SQL Disaggregation Techniques to “Structure” Unstructured Data

SQL Disaggregation with Clustrix

At Clustrix, we use Bugzilla as our bug database. Although it provides an xmlrpc API that claims a higher probability of compatibility across upgrades, we’re SQL people and can’t resist the temptation of querying its relational tables directly.

Our database consolidates data from various disparate sources where we use SQL to quickly develop complex reports spanning multiple departments. Our suite of tools and reports would take much longer if we had to develop JOINs across multiple different client APIs.

In Bugzilla, there is a table named “bugs,” that is clearly quite central to the schema. I’m going to talk here about two columns in that table: “keywords” and “whiteboard” (actually “status_whiteboard,” but we’ll abbreviate here).

How “Keywords” and “Whiteboard” Stack Up

The difference between these two terms is that “keywords” must be first created by a bugzilla admin, which stores them in the “keyword_defs” table. This is an example of structured data. When keywords are assigned to a bug (as comma-separated values in a text input field), the input is validated by the webui (i.e. that the keyword actually exists) and then the normalized relationship is stored in the “keywords” table. Additionally, Bugzilla re-materializes the denormalized keyword list as a comma-separated string into a “keyword” column in the “bugs” table, which was most likely done for performance, as it eliminates a correlated aggregate subquery to speed up its most frequently executed query: displaying bug(s).

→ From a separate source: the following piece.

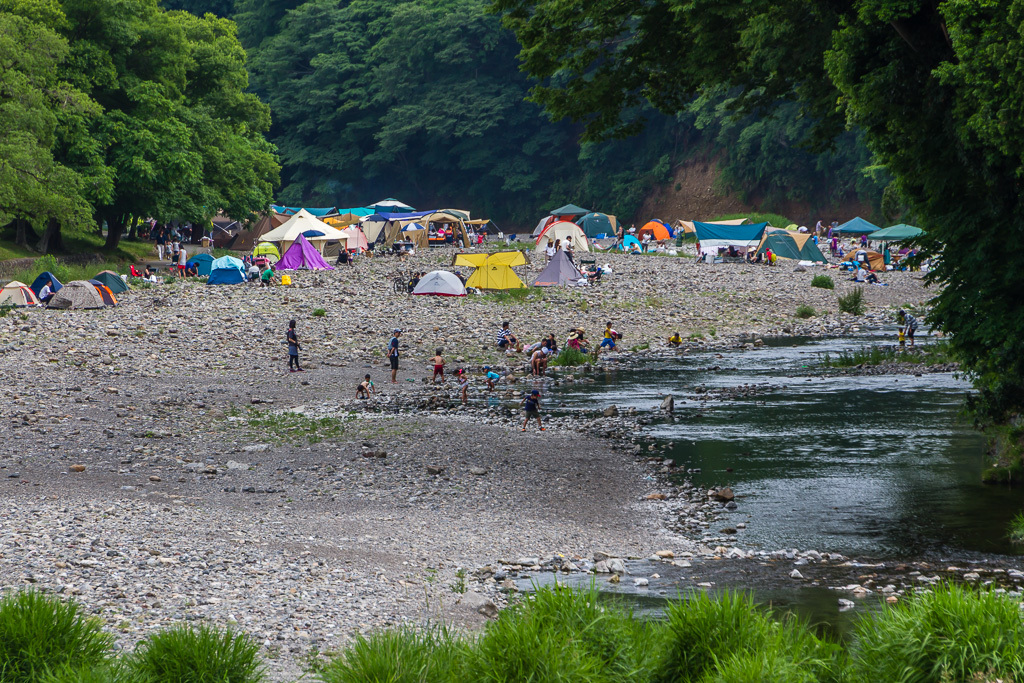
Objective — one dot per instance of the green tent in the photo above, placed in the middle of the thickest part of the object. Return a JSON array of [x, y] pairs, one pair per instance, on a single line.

The “whiteboard” field is located right above “keywords” in the Bugzilla WebUI, and is also sized for a single, short line of text. We use this field similarly to “keywords”: to hold a comma-separated list of tags, with the exception being that these have not yet reached the critical mass to promote them into formal “keywords.”

Bugzilla’s UI does not perform validation or provide a formal way to extract these tag-like elements for the purposes of joining and/or aggregating into reports, thus this data is effectively unstructured.

Clearly, the “keywords” table provides greater control via SQL as far as selecting bugs that have some tags but not others. But blocking human tasks on the availability of an admin to add new keywords can be a hassle; hence our “whiteboard” column gets used quite often.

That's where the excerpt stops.